Ma che razza di solitudine deve vivere un ragazzo di 19 anni, come Andrea Prospero, per accettare come amico uno che, dall’altro capo dello smartphone, lo convince in tutti i modi ad ingerire benzodiazepine ed ossicodone acquistati da un altro sedicente amico? Che dolore ci deve essere in un legame così malato da perseguire coscientemente la morte o venderla a buon mercato, ma a caro prezzo?
La vicenda di Andrea Prospero, universitario originario di Chieti ma frequentante a Perugia, sedicente amico di uno studente conosciuto online ed originario di Roma, travolge ogni umana comprensione e scaraventa chiunque la ascolti nell’abisso in cui tanti ragazzi sono immersi, incapaci di chiedere davvero aiuto, convinti di non avere nessuno a cui tendere la mano.
Andrea Prospero aveva confidato “ansie e insofferenza” rispetto alla vita universitaria al giovane conosciuto in rete, il quale – secondo la procura umbra – lo avrebbe “più volte incitato e incoraggiato” a ingerire i farmaci che l’avrebbero portato alla morte, sostanze acquistate da un terzo ragazzo – residente in Campania – trovato in possesso di ingenti quantitativi di denaro.

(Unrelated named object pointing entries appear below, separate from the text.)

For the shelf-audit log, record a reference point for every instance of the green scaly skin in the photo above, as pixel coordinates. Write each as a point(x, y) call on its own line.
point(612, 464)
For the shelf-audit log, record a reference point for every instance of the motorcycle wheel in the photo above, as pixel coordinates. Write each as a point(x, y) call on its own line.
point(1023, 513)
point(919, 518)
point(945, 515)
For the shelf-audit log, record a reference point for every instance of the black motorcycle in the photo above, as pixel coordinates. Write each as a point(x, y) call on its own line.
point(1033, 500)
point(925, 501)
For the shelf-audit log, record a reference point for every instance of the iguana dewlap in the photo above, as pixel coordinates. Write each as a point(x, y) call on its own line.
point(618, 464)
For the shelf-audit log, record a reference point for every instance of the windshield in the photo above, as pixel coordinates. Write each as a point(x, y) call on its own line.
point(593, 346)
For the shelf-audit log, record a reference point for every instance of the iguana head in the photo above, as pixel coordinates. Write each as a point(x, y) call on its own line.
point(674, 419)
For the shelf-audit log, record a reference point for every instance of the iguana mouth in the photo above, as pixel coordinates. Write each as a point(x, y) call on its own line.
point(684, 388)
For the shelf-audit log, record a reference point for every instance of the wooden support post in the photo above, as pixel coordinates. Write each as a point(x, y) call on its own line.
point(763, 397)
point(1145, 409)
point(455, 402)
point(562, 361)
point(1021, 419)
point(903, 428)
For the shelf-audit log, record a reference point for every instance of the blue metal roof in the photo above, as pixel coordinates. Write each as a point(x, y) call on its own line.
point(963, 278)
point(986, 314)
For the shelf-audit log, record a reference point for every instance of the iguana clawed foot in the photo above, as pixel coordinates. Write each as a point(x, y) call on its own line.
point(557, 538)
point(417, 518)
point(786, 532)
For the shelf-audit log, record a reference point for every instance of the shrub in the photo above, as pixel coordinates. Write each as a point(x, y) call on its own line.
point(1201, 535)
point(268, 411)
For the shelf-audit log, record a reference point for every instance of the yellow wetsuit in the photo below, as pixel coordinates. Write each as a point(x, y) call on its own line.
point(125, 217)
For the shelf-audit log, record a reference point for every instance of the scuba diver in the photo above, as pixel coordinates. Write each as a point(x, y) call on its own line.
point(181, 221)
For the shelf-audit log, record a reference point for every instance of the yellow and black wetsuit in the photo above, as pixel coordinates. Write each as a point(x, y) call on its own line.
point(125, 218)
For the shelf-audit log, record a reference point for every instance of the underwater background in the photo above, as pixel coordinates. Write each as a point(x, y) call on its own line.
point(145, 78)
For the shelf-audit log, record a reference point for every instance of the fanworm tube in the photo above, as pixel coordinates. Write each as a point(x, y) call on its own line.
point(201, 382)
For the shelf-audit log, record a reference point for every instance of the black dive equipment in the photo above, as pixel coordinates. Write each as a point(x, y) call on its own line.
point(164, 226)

Si tratta di una storia con tutti gli elementi che spesso connotano gli anni complessi dell’università: il percorso accademico come una continua misura di sé stessi, la fatica a comprendere se la strada intrapresa è quella giusta, il disagio per una vita che corre e che non si sa ancora bene dove andrà a parare. E poi la fatica nei legami reali, la ricerca di contatti virtuali che permettano – dietro la tastiera dello smartphone – di potersi parlare con quella libertà che dal vivo sembra sempre più impossibile.
E dall’altro capo un ragazzo come tanti, Andrea Prospero, figlio di un contesto che l’indagine definisce socialmente normale, che preme per poter trovare soddisfazione nell’esercitare il proprio potere di vita e di morte sul nuovo “amico” incontrato. Un atteggiamento patologico, fortemente narcisistico, ma non infrequente in un mondo in cui i profili online nascondono i volti lasciando in bella vista gli appetiti.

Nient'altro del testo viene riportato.